Of course, more life issues came and went and I ended up passing Eric down to my young cousin as I took care of smoothing out the wrinkles in my perfect plans, he had that forgiving nature.  I wish things could have been different, but how often do we get what we wish for?

A few years went by and always I longed to ride again.  There's something about the bond with a horse and that time spent outside not thinking about work and life and the little things.  I found a local trainer and started taking lessons.  Off and on I took lessons for about two years.  I had this dream about getting myself a Spanish Horse, an Andalusian or Lusitano or some cross.  My budget was less than a quarter of what that type of horse would cost me.   It came down to, getting a horse or just keep on dreaming.

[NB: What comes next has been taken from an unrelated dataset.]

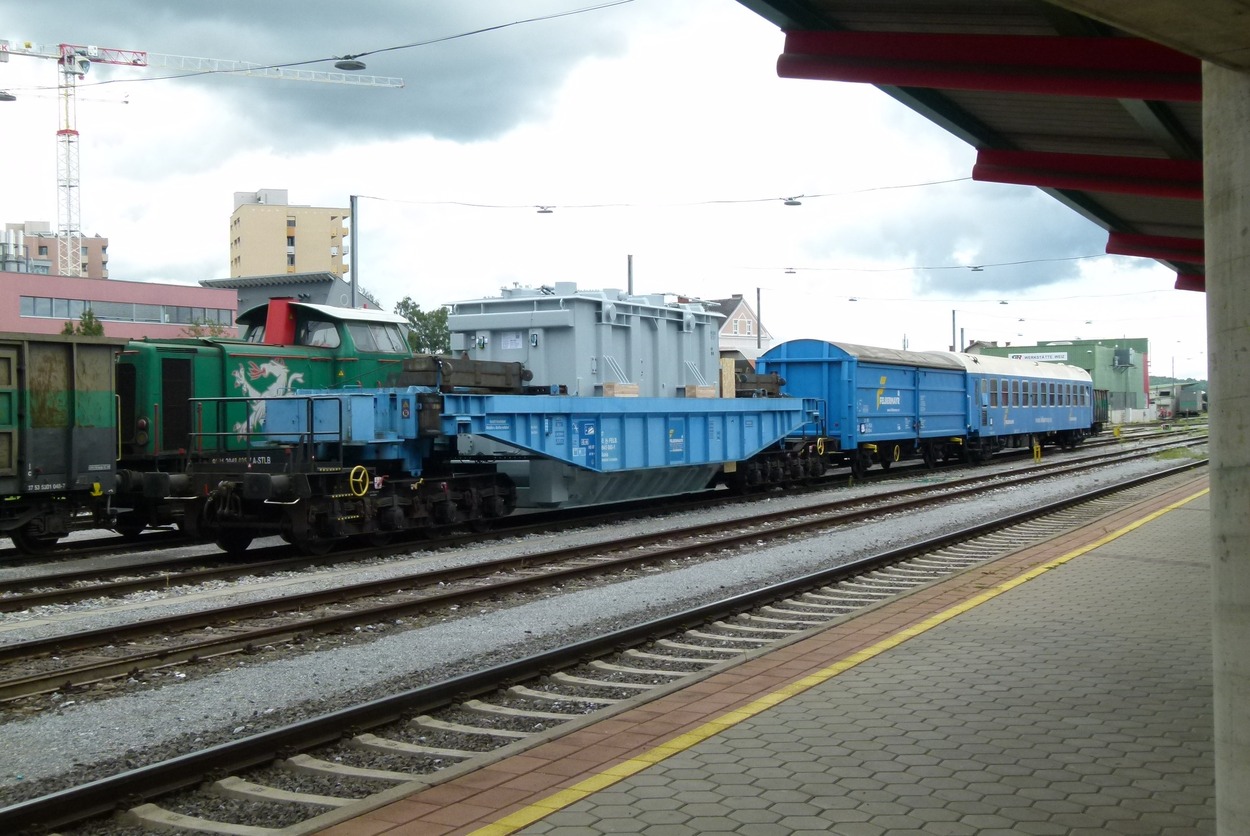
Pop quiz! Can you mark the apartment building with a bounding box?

With my trainer's help, I found a nice 8 year old quarter-horse cross who's about 15.0 hands.  I named him Rory. 

He and I haven't quite clicked yet.

I wonder if I made the right choice.  I've only had Rory for 5 months now, but I feel every bit the complete, green amateur.  I am the stereotype of the middle-aged woman getting a horse.  What the hell am I doing?

Monday, April 2, 2012

Lets Try This Blogie Thing

I've been thinking about doing a blog for awhile now.  Every time I sit down to type it up, I get tripped up with the question: "Just who is going to read this?"  I guess I keep holding my breath as I try to figure out just who I'm writing for.  But really, this isn't about writing to impress people.  I mean, sure, I'd love it if suddenly my writing becomes mainstream and to get 'discovered', but the reality is that I want to write. 

Just write. 

So, selfishly I'm going to write for myself.  This should make things easier. Hopefully.  I won't have to wear my heart on my sleeve if what I say doesn't make everyone happy, or if I don't put out the right quality of writing 'someone' was expecting.

Also, it feels pretty cool to say: "I'm going to go work on my Blog."